Por: José Miguel Marchena
Gerente de Innovación y Desarrollo de ISIL
La educación formal, es decir, la que ocurre en un formato específico y en un espacio de tiempo preestablecido de nuestras vidas, como la escuela o la universidad, representa solo un porcentaje pequeño de todas las oportunidades que tenemos para aprender. Sin darnos cuenta, década tras década, hemos sido parte de una progresión lineal de aprendizaje que nos conduce desde la formación básica hasta la superior sin dejar espacio a rutas alternas o atajos.
El costo de esta longeva dinámica resulta en que nos cuesta comprender que existen muchas otras formas de aprender “fuera de las aulas” que pueden ser igual o incluso más provechosas si nos planteamos seriamente que así sea.

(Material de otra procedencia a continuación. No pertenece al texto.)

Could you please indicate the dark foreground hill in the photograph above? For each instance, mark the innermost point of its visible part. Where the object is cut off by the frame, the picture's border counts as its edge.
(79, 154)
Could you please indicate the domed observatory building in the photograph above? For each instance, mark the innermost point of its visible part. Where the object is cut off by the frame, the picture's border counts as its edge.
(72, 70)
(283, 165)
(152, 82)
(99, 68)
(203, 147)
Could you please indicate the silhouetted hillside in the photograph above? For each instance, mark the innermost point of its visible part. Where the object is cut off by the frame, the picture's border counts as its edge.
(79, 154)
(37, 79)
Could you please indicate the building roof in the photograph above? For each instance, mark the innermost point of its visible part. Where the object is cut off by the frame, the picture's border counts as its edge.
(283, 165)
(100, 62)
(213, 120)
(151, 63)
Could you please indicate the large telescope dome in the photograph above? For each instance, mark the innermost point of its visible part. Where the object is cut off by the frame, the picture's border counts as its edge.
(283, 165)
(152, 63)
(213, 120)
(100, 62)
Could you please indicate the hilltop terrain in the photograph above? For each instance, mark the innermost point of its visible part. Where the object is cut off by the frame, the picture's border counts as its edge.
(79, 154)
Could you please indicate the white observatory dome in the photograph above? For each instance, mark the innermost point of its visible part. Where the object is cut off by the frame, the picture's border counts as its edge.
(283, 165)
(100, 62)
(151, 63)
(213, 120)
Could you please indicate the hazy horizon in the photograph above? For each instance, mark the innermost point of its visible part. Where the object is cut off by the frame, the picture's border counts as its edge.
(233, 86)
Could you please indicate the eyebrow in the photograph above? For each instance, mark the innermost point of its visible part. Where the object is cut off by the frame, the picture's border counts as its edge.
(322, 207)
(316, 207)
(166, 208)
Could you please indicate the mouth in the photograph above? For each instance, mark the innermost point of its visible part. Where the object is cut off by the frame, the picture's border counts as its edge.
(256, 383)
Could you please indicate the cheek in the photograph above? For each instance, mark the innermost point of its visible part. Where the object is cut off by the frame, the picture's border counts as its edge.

Aprender sin obligación y por convicción.
Es aquí donde emerge el concepto de aprendizaje intencional como un proceso de formación voluntario, autónomo y permanente que se basa en nuestra predisposición de absorber todo el conocimiento posible, por simple o sofisticado que sea, en cada episodio de nuestras vidas.
Cada momento sin excepción cada interacción con amigos, colegas o procesos es una oportunidad de aprender. Por tanto, el aprendiz intencional no requiere de un esfuerzo extra o de un espacio específico, para él aprender es una actitud mental y no una asignatura.
Se discute mucho sobre la automatización del trabajo y sobre la hipotética amenaza que la tecnología reviste para los profesionales, en lugar de hablar más sobre aprendizaje. Aprender es una habilidad en si misma y es, en mi opinión, la habilidad más fundamental e influyente en nuestras vidas. Aprender con intención es una inversión, la más rentable de todas.
Porque en este punto espero que todos hayamos arribado al consenso de que la obsolescencia no es una cuestión de edades ni de robots futuristas, la verdadera obsolescencia ocurre cuando todos en tu entorno aprenden más rápido que tú.